Sabtu, 23 Mei 2009

Kisah di Sebuah Bangku Taman

Musim semi telah tiba, aroma bunga lily terbawa oleh angin membuat tangan-tangan pujangga menulis syair indah tentang indahnya alam. Angin semilir dan cerahnya matahari membuat bunga-bunga bermekaran dan burung-burung berkicau riang. Itulah suasana taman di kota kecil Springfield saat musim semi tiba. Banyak muda-mudi yang habiskan waktunya tuk sekedar menikmati keindahan taman itu tiap akhir pekan. Begitu pula Benjamin, dengan sandal santainya dia melangkah dengan santai sambil bersiul-siul menikmati suasana taman pada pagi itu. Sesekali dia rapikan rambutnya yang hitam pekat dan bergelombang yang menghalangi pandangan matanya yang sebiru laut.

Tanpa terasa Benjamin sudah satu jam berkeliling di tempat itu, jadi dia putuskan tuk beristirahat di bangku taman yang akan dia temui selanjutnya. Di bangku taman tersebut duduk seorang gadis berambut pirang yang berkaca mata. Gadis itu membaca sebuah buku, dan dia terlihat begitu menikmatinya. Tanpa basa-basi Benjamin langsung duduk disampingnya. Rasa penasaran Benjamin sangat besar tentang apa yang sedang dibaca oleh gadis itu. Perlahan-lahan dia mengintip apa yang sedang dibaca gadis itu. Gadis itu tak menyadari kehadiran Benjamin hingga akhirnya secara spontan Benjamin tertawa terbahak-bahak setelah mengetahui buku yang sedang dibaca gadis itu. “Hahahahahaha, aku tak percaya kamu masih membaca buku seperti itu!”,kata Benjamin sambil terus menahan ketawanya. Gadis itu langsung menekuk mukanya dan pergi meninggalkan Benjamin. Saat itu, Benjamin merasa cukup bersalah karena menyakiti hati gadis itu. Benjamin tak pernah berfikir bahwa gadis itu akan terluka mendengar kata-katanya.

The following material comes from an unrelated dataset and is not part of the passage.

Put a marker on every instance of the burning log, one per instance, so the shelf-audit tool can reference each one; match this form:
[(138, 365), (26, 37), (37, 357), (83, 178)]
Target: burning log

Keesokan harinya di waktu yang sama Benjamin bertemu dengan gadis itu di tempat yang sama, di sebuah bangku taman yang berdiri tegak menghadap danau kecil di tengah taman itu. Awalnya waktu melihat Benjamin dating, gadis itu hendak beranjak dari tempat duduknya. Dengan sesegera Benjamin menghalangi jalan gadis itu dan berkata,”Sorry buat yang kemarin, aku gak ada maksud buat bikin kamu marah. Aku Cuma bercanda kok tentang yang kemarin”, kata Benjamin dengan lembut. Gadis itu terdiam sambil menatap danau yang berada di sampingnya. Benjamin pun langsung mengulurkan tangannya sambil berkata,”Sekali lagi maafin aku, aku bener-bener ga ada maksud jelek kok. Bagaimana klo kita berteman aj”. Gadis itu langsung menatap mata Benjamin sambil berkata,” Owh, gampang banget ya minta maaf. Udah ngehina aku sekarang minta maaf sambil minta temenan lagi. Dasar ga tau malu!”. “Ugh, sumpah deh aku kemarin cumin becanda, ga ad maksud ngehina kamu. Lagian sebenernya aku juga suka baca literatur yang kamu baca kok, ceritanya bagus”, balas Benjamin sambil menunjukkan ekspresi wajahnya yang begitu merasa bersalah. “OK, tapi jangan diulangi lagi karena ga semua orang di dunia easy going dan menganggap kata-kata yang kamu lontarkan kemarin sebuah lelucon!”, kata gadis itu sambil terus menekuk mukanya. “Ok ok, aku inget kata-kata kamu. Namaku Benjamin, kalau kamu?”, kata Benjamin ramah.”Aku Jane, senang berkenalan denganmu Ben”, balas Jane denagn tersenyum tipis sambil meyambut tangan Benjamin untuk bersalaman. Itulah awal dari perkenalan dua sahabat ini.
Setelah saat itu mereka sering bertemu di bangku taman itu setiap paginya. Hari demi hari mereka berdua semakin akrab. Mereka tak merasa canggung lagi seperti pertama kali bertemu. Mereka mulai saling berbagi cerita tentang pengalaman hidup dan impian mereka. Canda dan tawa selalu menghiasi suasana di bangku taman itu saat mereka berdua duduk diatasnya.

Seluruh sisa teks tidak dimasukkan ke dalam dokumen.